Chris Cillizza makes a good point on the Electoral College when he points out that it was a major challenge for the Republicans way before they chose Donald Trump as their nominee. In fact, I don’t think the reporting on this has been very good, in general.

There’s often acknowledgement that the RNC did a post-election autopsy in 2012 to determine what they need to do differently, and people write about the fact that the party ignored its own advice with extreme prejudice by becoming more hostile to Latinos and more alienating to young voters. But, what’s not often noted is that there are actual states that the Republicans need to flip into their column to win a presidential election.

Those states are identifiable. We’re talking about minimally winning the states that Bush won, including most importantly Ohio, Florida and Virgina. But to get any margin of error, they need to flip Wisconsin or Pennsylvania or maybe even Michigan.

The party has in no way been focused on this task over the last four years.

Now, Trump probably has some potential to get votes in the Rust Belt that weren’t available to Romney, but that has nothing to do with the party’s strategy for winning this election. They have not spent one moment trying to prepare the ground in the states they need to win.

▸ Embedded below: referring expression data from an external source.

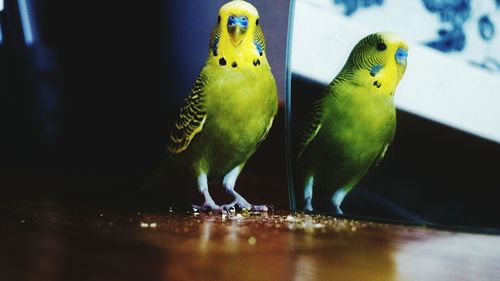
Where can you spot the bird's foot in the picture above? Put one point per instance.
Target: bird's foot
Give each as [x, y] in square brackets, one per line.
[243, 204]
[338, 210]
[308, 208]
[208, 206]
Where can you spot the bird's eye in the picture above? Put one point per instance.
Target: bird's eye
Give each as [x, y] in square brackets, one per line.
[381, 46]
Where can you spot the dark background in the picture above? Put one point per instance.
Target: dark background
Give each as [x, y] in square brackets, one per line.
[86, 106]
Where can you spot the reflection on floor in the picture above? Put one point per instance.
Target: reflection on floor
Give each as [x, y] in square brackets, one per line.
[50, 241]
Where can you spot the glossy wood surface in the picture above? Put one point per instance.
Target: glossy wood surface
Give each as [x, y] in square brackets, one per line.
[50, 241]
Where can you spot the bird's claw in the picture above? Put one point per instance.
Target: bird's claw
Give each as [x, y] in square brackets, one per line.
[207, 207]
[230, 208]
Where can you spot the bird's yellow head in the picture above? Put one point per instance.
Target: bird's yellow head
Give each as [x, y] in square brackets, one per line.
[378, 61]
[239, 17]
[237, 38]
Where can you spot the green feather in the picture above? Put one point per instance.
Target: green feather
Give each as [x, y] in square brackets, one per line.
[351, 125]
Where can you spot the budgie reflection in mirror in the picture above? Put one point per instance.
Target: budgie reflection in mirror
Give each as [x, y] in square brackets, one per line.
[351, 125]
[231, 107]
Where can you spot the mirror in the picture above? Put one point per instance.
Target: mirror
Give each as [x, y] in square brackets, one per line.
[424, 150]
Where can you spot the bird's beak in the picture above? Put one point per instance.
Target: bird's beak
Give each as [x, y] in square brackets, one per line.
[401, 56]
[237, 27]
[236, 33]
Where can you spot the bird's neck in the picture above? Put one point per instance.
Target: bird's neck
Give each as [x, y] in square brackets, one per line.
[243, 56]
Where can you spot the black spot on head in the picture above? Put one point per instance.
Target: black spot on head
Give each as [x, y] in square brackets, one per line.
[381, 46]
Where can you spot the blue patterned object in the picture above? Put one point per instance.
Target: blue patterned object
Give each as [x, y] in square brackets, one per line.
[452, 33]
[449, 40]
[454, 12]
[486, 28]
[351, 6]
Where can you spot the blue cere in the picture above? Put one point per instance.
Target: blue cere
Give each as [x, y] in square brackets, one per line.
[259, 47]
[401, 55]
[351, 6]
[486, 28]
[375, 69]
[214, 44]
[234, 20]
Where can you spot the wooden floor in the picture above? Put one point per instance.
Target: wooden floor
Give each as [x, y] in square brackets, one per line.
[49, 241]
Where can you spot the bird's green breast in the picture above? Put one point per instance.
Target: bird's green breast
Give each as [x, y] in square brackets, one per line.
[356, 126]
[240, 105]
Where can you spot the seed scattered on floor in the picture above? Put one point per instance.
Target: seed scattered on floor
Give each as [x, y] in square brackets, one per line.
[252, 240]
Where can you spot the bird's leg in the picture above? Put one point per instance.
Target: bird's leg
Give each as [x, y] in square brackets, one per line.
[209, 202]
[338, 197]
[308, 194]
[229, 182]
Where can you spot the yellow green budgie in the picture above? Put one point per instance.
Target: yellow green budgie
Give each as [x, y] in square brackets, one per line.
[353, 122]
[231, 107]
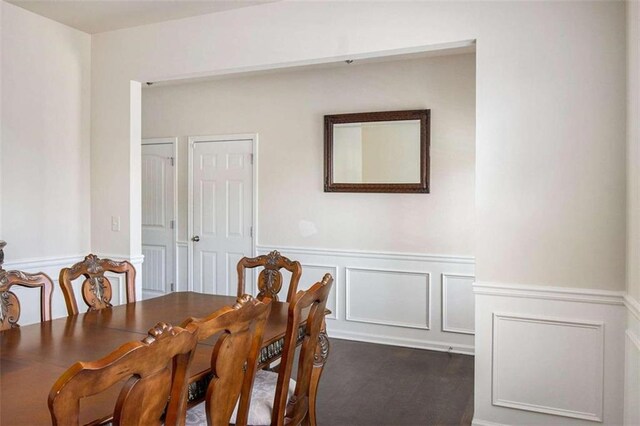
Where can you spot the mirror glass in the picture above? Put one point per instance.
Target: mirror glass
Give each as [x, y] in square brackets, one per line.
[377, 152]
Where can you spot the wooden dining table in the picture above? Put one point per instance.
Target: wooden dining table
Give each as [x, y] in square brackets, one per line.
[33, 357]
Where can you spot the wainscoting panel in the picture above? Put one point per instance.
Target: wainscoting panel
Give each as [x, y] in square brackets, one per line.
[389, 298]
[385, 293]
[319, 271]
[458, 310]
[632, 363]
[548, 355]
[153, 271]
[536, 350]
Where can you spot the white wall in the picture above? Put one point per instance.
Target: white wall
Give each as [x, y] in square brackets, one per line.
[45, 137]
[632, 370]
[287, 109]
[550, 153]
[536, 197]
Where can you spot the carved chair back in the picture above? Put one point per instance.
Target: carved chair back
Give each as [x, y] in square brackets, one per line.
[154, 373]
[315, 348]
[9, 302]
[234, 356]
[270, 278]
[96, 287]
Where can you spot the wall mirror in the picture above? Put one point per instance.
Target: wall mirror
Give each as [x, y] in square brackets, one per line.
[377, 152]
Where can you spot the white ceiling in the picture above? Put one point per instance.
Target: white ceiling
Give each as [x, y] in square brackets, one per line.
[95, 16]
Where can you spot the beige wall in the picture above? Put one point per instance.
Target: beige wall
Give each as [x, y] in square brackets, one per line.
[550, 179]
[287, 109]
[633, 149]
[45, 137]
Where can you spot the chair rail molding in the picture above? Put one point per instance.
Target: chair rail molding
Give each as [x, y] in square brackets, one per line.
[550, 293]
[388, 297]
[467, 260]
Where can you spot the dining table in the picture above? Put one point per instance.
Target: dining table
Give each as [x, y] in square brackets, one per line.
[32, 357]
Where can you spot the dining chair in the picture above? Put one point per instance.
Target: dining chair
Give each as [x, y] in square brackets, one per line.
[96, 287]
[273, 402]
[233, 360]
[270, 278]
[9, 302]
[153, 374]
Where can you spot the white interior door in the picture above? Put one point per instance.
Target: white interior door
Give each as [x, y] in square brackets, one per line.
[222, 195]
[158, 192]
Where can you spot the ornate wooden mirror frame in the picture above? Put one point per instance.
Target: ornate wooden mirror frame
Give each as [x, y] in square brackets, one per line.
[420, 185]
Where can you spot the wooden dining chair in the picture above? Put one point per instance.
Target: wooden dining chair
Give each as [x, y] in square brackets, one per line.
[233, 360]
[96, 287]
[153, 374]
[270, 278]
[9, 302]
[273, 401]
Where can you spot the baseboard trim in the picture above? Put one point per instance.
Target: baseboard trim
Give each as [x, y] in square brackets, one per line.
[478, 422]
[369, 254]
[403, 342]
[566, 294]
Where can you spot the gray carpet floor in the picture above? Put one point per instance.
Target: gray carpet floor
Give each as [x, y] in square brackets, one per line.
[369, 384]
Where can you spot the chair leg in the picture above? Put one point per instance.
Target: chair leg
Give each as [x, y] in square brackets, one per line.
[320, 359]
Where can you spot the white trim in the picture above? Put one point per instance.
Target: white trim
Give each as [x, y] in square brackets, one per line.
[316, 251]
[158, 141]
[174, 142]
[633, 338]
[191, 140]
[632, 305]
[478, 422]
[584, 295]
[43, 262]
[401, 53]
[348, 316]
[521, 405]
[446, 328]
[137, 259]
[335, 289]
[455, 348]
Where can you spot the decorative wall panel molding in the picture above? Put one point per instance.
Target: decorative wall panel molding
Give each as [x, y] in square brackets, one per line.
[388, 297]
[536, 366]
[550, 293]
[404, 309]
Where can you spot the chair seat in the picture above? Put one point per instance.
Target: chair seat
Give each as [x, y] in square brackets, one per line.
[264, 389]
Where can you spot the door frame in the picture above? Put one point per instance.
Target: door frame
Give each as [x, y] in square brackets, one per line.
[238, 137]
[170, 141]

Rather, they’ve been pushing swing states like Florida, Virginia, Colorado, New Mexico, New Hampshire, and Nevada into safe or nearly safe Democratic territory.

For some of us who have had one eye on the Electoral College every day for the entirety of Obama’s second term, the Republicans’ behavior has been so detached from the task at hand that this coming election has never seemed much in doubt. It’s like they wanted to hand it to the Democrats on a platter.

By nominating Trump, they’ve at least shuffled the board a little bit. Most likely, they’ve made it worse by putting Georgia and Arizona into the swing state category without doing enough to actually flip any states to them. But this is still better in my opinion, because even a bad longshot bet is a better gamble that a surefire loser.

Either way, though, they have not solved their Electoral College problem.